Eduardo Natal, mestre em direito tributário pela PUC/SP e sócio do escritório Natal & Manssur, lembra que sobre esse específico aspecto, a alteração já consta do PL 2505/2021 que e aumenta o rol de condutas passíveis de caracterizar ato de improbidade administrativa.

“O artigo 11 aponta que negar crédito tributário proveniente de impostos sujeitos ao regime de não-cumulatividade, sob justificativa contrária a texto expresso de lei, enunciado de súmula do STF, do STJ ou do CARF, e de acórdão proferido pelo STF ou pelo STJ em julgamento de recursos repetitivos, caracteriza improbidade”, diz o advogado.

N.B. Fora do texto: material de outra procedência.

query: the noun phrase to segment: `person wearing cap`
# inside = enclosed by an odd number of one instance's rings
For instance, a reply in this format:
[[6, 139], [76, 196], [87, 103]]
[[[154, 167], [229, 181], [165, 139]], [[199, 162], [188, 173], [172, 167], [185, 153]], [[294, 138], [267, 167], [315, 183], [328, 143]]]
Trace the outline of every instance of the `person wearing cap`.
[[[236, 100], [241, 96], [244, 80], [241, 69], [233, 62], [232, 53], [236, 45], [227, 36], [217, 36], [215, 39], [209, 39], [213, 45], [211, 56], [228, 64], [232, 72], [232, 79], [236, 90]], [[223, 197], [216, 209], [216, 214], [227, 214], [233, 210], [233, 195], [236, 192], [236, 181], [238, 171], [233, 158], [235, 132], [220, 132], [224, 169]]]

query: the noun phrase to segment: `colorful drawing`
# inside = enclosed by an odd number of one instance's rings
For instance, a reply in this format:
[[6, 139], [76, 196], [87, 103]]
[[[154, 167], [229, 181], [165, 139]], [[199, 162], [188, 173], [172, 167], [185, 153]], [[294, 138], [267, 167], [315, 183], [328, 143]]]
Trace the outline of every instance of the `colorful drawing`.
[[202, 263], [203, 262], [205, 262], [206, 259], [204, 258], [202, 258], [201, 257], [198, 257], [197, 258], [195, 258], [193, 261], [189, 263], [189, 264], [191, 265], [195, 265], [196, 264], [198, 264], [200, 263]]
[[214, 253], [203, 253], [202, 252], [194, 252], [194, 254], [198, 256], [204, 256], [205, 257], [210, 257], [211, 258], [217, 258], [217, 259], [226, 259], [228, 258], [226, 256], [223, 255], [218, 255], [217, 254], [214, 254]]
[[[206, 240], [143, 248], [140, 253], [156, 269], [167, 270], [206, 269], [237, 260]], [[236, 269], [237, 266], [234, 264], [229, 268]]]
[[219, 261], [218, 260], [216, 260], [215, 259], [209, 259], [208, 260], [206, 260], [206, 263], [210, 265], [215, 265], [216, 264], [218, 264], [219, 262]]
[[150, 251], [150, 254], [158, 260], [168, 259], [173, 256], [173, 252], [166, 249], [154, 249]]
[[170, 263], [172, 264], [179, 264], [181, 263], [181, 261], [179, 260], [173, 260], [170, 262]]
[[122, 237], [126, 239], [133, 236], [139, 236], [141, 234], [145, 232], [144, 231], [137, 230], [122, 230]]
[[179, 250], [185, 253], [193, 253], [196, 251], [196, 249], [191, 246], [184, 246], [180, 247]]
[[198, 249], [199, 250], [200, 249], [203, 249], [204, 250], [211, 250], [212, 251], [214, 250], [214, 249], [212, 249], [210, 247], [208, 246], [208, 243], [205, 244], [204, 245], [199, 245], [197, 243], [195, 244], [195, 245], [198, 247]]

Para Natal, o tema dos créditos e dos benefícios fiscais é um dos que mais gera disputas judiciais no Brasil. E isso se dá muito pelo modelo federativo de cobrança de tributos – distribuição de competências para instituição de tributos Federais, Estaduais e Municipais que se sobrepõem – e especialmente pela complexidade da legislação tributária brasileira.

“Mas esse anacronismo sistêmico não pode servir de instrumento para o lançamento fiscal sobre benefícios, incentivos ou créditos fiscais concedidos pelos próprios entes Estatais aos contribuintes e chancelados pelo Poder Judiciário. Condutas que desatendam a essas premissas, na hipótese de aprovação do novo texto legal, passarão a caracterizar ato de improbidade, passível de sanção”, entende Natal.

Fonte: Eduardo Natal, mestre em direito tributário pela PUC/SP, presidente do Comitê de Transação Tributária da Associação Brasileira da Advocacia Tributária (ABAT) e sócio do escritório Natal & Manssur.